Tedavi hastalığı oluşturan neden, hastanın genel tıbbi geçmişi ve gözün genel durumuna göre belirlenir. Tedavi genel olarak şunları içerebilir:
· Antibiyotik ve / veya steroid damlalar veya merhemler
· Anti-viral göz damlaları veya haplar
· Alerji karşıtı göz damlası
· Suni gözyaşı damlaları
Konjonktivit virüs kaynaklı olduğu durumlarda bulaşıcı olabilir. Gözden akıntı olduğu durumlarda yayılma riski daha yüksektir. Virüs yüzeylerde iki haftaya kadar hayatta kalabilir.
Konjonktivitin yayılımını önlemek için hijyene dikkat önemlidir. Örneğin;
• Gözlerinize ellerinizle dokunmayın
• Ellerinizi sık sık yıkayın
• Günlük temiz havlu ve bez kullanın
• Havlu ve bezleri paylaşmayın
• Yastık kılıflarını sık sık değiştirin
• Maskara gibi kozmetik malzemelerinizi atını
• Göz kozmetik malzemeleri ve kişisel göz eşyalarını paylaşmayın
Konjonktivitin normal soğuk algılığından daha bulaşıcı olduğunu unutmayın.
Yenidoğanların gözleri, annenin doğum kanalında bulunan bakterilere karşı oldukça hassastır. Bu bakteriler annede herhangi bir belirtiye neden olmaz. Nadir de olsa, bu bakteriler yenidoğanlarda oftalmia neonatorum adı verilen ciddi bir konjonktivit türüne neden olur ve daha ciddi duruma gelmeden tedavi gereklidir. Bu nedenle doğumdan kısa süre sonra her yenidoğanın gözlerine antibiyotik merhem sürülür. Bu merhem göz enfeksiyonlarını önlemeye yardımcı olur.
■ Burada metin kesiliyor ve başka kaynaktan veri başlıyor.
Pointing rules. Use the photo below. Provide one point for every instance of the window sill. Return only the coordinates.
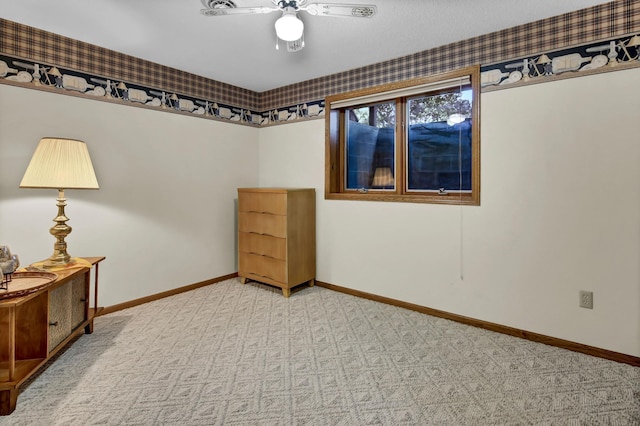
(452, 199)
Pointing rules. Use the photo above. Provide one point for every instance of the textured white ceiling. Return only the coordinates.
(240, 50)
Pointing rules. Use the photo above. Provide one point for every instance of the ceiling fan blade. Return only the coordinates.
(350, 10)
(238, 11)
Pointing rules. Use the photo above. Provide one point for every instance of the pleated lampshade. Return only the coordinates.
(60, 164)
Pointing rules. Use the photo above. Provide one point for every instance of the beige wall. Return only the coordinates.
(559, 207)
(165, 212)
(559, 212)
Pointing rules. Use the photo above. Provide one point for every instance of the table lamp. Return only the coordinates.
(60, 164)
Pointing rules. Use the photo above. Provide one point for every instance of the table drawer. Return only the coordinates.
(258, 202)
(265, 224)
(263, 266)
(263, 245)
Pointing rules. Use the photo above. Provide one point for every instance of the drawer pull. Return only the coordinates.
(260, 275)
(262, 233)
(260, 254)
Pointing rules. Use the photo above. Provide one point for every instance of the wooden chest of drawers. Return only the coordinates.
(277, 236)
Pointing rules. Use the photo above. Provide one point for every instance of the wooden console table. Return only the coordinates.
(36, 325)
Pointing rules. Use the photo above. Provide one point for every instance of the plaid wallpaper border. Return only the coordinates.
(48, 48)
(306, 99)
(615, 19)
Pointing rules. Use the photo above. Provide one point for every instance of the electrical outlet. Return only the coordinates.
(586, 299)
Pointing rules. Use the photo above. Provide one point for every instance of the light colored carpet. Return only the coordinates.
(232, 354)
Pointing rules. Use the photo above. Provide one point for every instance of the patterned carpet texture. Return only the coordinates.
(233, 354)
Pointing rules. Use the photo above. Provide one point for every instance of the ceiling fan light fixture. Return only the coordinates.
(289, 27)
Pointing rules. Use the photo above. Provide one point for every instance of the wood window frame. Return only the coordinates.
(335, 161)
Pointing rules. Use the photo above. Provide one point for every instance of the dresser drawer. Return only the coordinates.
(263, 245)
(265, 224)
(260, 202)
(263, 266)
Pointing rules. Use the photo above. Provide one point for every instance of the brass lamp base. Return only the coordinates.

Konjonktivit genellikle uzun dönem komplikasyonları oluşturmamaktadır. Nadiren kornea kronik olarak iltihaplanabilmekte ve bu durum kalıcı görme sorunlarına yol açabilmektedir. Konjonktivit hastalığının iyileşmediği veya bir haftalık tedaviden sonra daha da kötüye gittiği durumlarda göz doktoruna görünmeniz gerekmektedir.
Kızarıklık düzelmez, semptomlarınız ağırlaşır veya yeni semptomlar ortaya çıkarsa, bir göz doktoruna müracaat edin.
Konjonktivit çocuklarda ve yeni doğan bebeklerde yaygın görülmektedir.
Tedavi, enfeksiyonun nedenine, çocuğun yaşına ve belirli ilaç, terapileri ne kadar iyi idare edebileceğine bağlı olarak doktorunuz tarafından belirlenir.